Associate Professor Fadhel Kaboub co-authored an article about the viability and stability of so-called “green” jobs, even during a significant economic downturn such a the US is experiencing during the pandemic.
The article notes, in part:
The monthly Green Jobs Report shows that “greener” enterprises align with more resilient jobs, higher pay for workers, fewer job losses, and the potential for better overall company and investor portfolio performance.
The COVID-19 pandemic destroyed more than 22 million jobs in the United States during March, April and May of 2020. The subsequent recovery has been relatively modest, leaving plenty of uncertainty about the future of the US economy.
Half a year into the pandemic, the results are very clear:
“Greener” jobs pay higher wages than extractive jobs.
The US lost extractive jobs at a higher rate than greener jobs during the COVID-19 downturn.

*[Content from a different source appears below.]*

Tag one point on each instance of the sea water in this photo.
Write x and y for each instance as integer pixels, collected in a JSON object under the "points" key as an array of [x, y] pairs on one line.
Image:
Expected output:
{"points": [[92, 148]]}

Even in the hardest-hit “high-contact” industries, greener jobs were less likely to be lost.
To calculate the monthly results, the Green Jobs Report incorporates HIP Investor’s life-cycle approach rating the products and services, operations and management practices of publicly listed companies. These ESG ratings by HIP Investor are applied to the industries in the Current Employment Statistics (CES) data published by the US Bureau of Labor Statistics (BLS) each month.